Rashi’s Mussar: Sharing Our Reflections with Others

Published on Wednesday November 11th, 2020

In the Torah Portion of Bereshit, Rashi teaches several fundamental moral principles. Let us delve into the study of verse 26 (Genesis chapter 1), describing the critical moment preceding the creation of man. 

The first attribute that is highlighted in the reading is the attribute of Anava (modesty, humility). Indeed, Rashi emphasizes that on the occasion of the creation of man, God exclaims: "Let us make man in our image" (Naasei Adam ...). And Rashi thus questions the use of the plural, because we know that God, Alone, created man.

Rashi then makes the following comment:

Let us make man. It would be redundant to declare that nobody helped God in the work of creation. Heretics might be incited (by the plural "let us make”) to doubt the existence of a unique God. However, the text does not miss the opportunity to impart a lesson on etiquette and teach us the value of modesty: a superior must request the advice of his subordinate and ask for his permission (Berechit Raba 8,7).
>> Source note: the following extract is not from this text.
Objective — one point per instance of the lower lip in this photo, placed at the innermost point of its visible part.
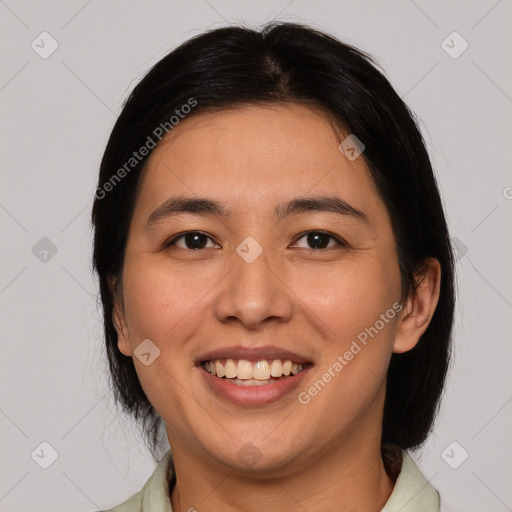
(253, 395)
If the text read instead: "I, the Lord am going to make man," it would fail to teach us that God consulted his Beth Din. We would have understood that He made this unanimous decision on His own. As for the answer to heretics, it appears in the following verse: "Elo-him created man", in the singular and not in the plural.

This is a warning given by God to humanity prior to the creation of Adam, the first man: cultivate modesty, and beware of pride. Hashem, Himself, who needs neither advice nor help, sought the counsel of his "Beth Din", the angels and His heavenly army as Rashi recalls in his first comment on the verse.
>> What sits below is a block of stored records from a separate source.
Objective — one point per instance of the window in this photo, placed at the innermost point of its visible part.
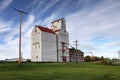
(36, 57)
(35, 46)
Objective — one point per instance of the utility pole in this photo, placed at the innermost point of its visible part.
(57, 47)
(76, 44)
(118, 54)
(63, 50)
(21, 12)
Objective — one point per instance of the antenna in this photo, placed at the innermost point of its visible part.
(21, 12)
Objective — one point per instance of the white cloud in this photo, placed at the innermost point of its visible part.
(5, 26)
(10, 48)
(5, 4)
(90, 26)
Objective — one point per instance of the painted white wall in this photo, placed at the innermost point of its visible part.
(48, 47)
(36, 45)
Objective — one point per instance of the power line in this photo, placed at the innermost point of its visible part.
(21, 12)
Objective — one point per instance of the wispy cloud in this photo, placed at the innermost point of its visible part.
(90, 26)
(5, 3)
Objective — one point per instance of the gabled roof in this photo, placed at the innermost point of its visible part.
(58, 20)
(46, 30)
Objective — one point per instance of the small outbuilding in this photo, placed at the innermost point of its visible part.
(76, 55)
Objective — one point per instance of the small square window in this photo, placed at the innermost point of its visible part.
(35, 30)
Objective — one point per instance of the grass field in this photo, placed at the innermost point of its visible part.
(58, 71)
Exercising one's power in an authoritarian and despotic manner is not a distinction of greatness or power in the eyes of Hashem. Only one who can consult his fellow men and lean on his subordinates, who are lower ranking than himself is worthy of exercising true and consistent power and authority. The ability to listen to lesser-ranking and less qualified, simple-minded people displays a capacity to embrace others, and an ability to reconcile different points of view to assess the complexity of any given situation, via differing and multi-faceted approaches.This attribute ensures that power is exercised in peace, fairness and wisdom.

Modern man may doubtlessly benefit from pondering upon this lesson of timeless wisdom, as taught in the first chapter of Genesis. Indeed, man is often intoxicated by power and pride. Modern-day men tend to measure their worth by misusing their power to subdue their fellow men, if not to totally crush them. In an insane unquenchable quest for power, an individual may perceive opposing views as obstacles to be swept away, before taking the time to analyze their two cents of relevance.
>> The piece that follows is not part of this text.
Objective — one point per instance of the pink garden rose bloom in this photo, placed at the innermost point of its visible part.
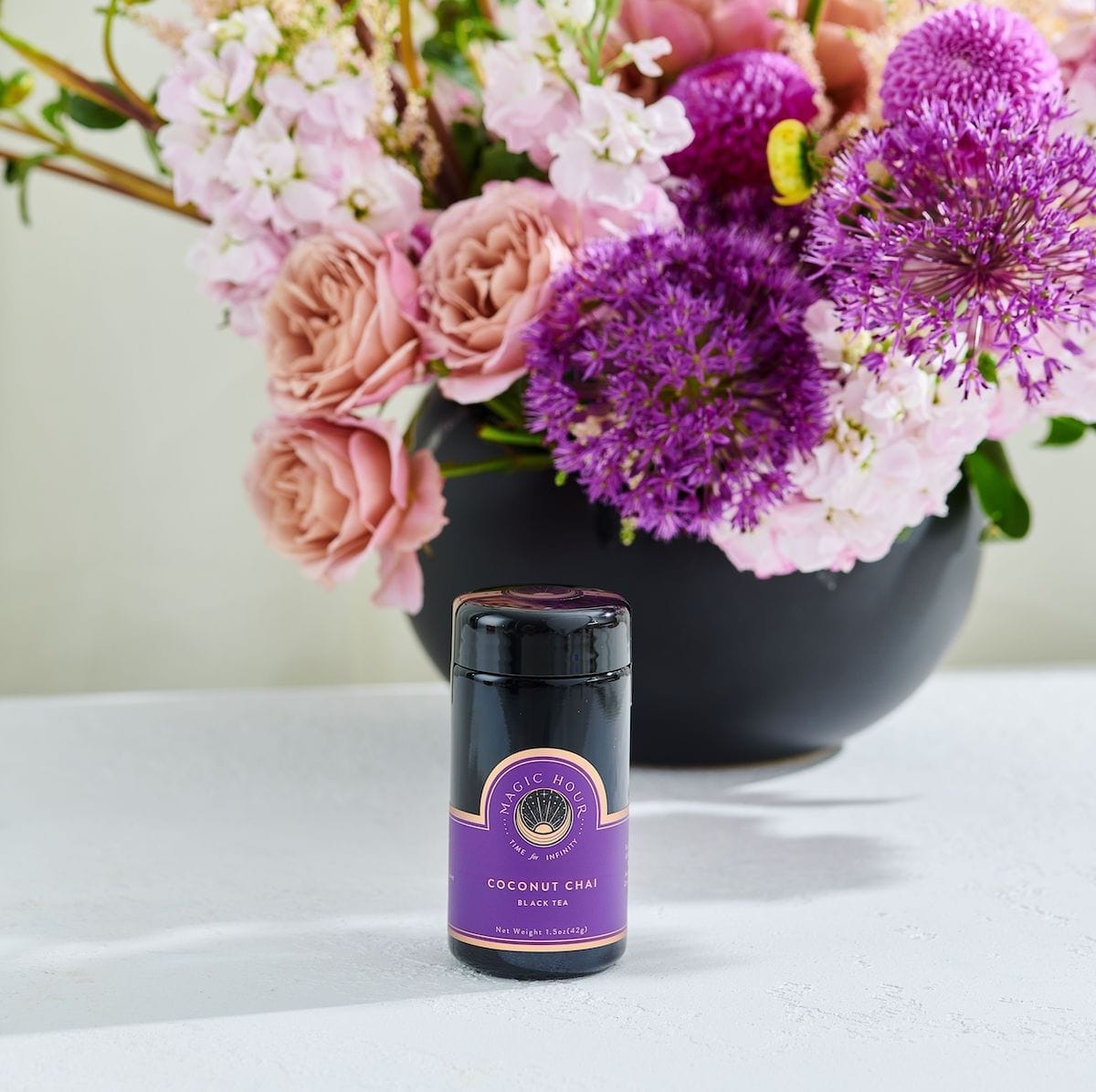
(329, 494)
(700, 29)
(337, 332)
(487, 272)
These pitfalls lay in wait for those who hold various positions of power and authority. From politicians and corporate managers, to domineering spouses within a couple, to parents, educators and role models for children and pupils. To avoid this trap, man must learn to replace the "I" with a "we”, as the Torah text invites us to do. In other words, vacating vital space for others in our reflections, considering opposing points of view and cultivating scruples, such as admitting we can misjudge situations or make totally wrong assessments.

Thus, we may understand King Solomon’s verse (Proverbs 28:14): "Ashrei Adam Mefached Tamid", happy is the man who always cultivates scruples (happy is the man who is always “afraid” to make a mistake).

Finally, let’s ponder upon a well-known phrase from the Ethics of the Fathers: "Who is wise? He who learns from every man. Who is honorable? He who honors his fellow men.